Of growing up in a creative family — her sister Nell was the toast of New York in the 1990s with her eponymous nightclub — Campbell says: ‘‘ There was never a business bone in anyone’s body, pretty much, and no one was ever encouraged to do anything to make money.’’
Her art dealer Philip Bacon, whose Brisbane gallery will stage a new exhibition of her work this month, describes her as ‘‘ determined in a quiet, fey sort of way. She wants to achieve the most immaculate work and analyses a lot of what she has to say.’’ After Peter’s death, Bacon had expected the works for the new show ‘‘ to be a lot darker and more introspective . . . but these are celebratory things.
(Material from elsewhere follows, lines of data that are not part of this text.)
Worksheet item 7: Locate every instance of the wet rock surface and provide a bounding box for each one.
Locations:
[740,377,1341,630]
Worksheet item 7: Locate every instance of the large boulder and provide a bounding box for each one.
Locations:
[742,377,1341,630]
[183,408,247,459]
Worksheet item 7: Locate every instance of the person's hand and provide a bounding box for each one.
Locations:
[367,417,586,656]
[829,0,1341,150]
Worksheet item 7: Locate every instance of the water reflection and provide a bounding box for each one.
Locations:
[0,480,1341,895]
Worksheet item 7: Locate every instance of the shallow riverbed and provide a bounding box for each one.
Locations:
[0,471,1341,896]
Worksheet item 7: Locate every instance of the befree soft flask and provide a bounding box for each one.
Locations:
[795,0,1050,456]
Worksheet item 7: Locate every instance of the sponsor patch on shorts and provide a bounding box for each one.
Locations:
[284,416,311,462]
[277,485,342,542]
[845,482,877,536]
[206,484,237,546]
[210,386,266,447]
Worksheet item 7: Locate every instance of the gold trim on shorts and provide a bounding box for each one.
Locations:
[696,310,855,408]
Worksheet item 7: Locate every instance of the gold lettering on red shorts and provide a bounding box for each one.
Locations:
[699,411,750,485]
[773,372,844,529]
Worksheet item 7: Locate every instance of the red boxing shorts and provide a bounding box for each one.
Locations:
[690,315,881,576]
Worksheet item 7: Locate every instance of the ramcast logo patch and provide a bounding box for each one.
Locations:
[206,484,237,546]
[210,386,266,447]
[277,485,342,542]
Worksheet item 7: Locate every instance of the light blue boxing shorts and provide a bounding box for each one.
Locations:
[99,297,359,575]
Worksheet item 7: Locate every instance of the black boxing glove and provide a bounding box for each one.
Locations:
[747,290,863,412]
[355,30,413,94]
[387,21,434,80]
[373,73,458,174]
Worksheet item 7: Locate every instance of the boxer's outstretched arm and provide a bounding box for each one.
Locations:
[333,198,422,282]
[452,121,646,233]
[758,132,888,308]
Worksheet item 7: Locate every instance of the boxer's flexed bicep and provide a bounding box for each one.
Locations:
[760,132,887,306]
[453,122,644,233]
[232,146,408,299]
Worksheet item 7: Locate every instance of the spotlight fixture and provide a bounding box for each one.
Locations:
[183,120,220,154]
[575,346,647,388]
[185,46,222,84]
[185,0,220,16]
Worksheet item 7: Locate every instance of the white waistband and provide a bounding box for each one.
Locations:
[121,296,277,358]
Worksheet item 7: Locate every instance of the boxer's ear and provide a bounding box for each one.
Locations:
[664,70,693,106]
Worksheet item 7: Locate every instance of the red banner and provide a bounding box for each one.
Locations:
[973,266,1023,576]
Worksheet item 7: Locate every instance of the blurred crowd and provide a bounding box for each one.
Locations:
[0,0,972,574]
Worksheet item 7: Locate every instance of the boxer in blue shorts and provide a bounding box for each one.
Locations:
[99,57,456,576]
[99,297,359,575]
She has really thrown herself into these works.’’
Campbell found her way forward and the texture that enriches her work early, at East Sydney Tech, when she was just 17. Since a child she had felt the need to draw as a way of responding to and experiencing life. In her second year at art school, she chose to do printmaking, ‘‘ because they didn’t tell you how to paint. A teacher just said: ‘ Why don’t you try and do woodblocks?’
‘‘ The reason I like my particular method is that I like the combination of painting and printing. I kind of fell into it and it suited me. It was like finding your musical instrument. I have always just worked in an isolated way.’’ She would refine this unique process in Japan learning traditional printmaking.
Each piece can take months. ‘‘ You think about what you want to paint, then draw it from life, then carve it. When you are carving it, you think about the colour. And then you remove yourself from the reality when you paint it. It is realistic but stylised. And you have the freedom of making it look more interesting than a photographic reproduction.’’
Allen says people respond to Campbell’s images ‘‘ because of the patience and care that have gone into their making’’; the intensity of her engagement with her particular process of printmaking ‘‘ results in images full of a compelling sense of life and beauty’’.
Campbell is not sad, not really. You sense she would be horrified by self-pity. She has her interior life, her work, her imagination; the ability to see the small miracles in the tiny forgotten fragments of life to lift her up. ‘‘ I regard myself as incredibly lucky.’’
Cressida Campbell, at Philip Bacon Galleries, Brisbane, July 9 to August 3.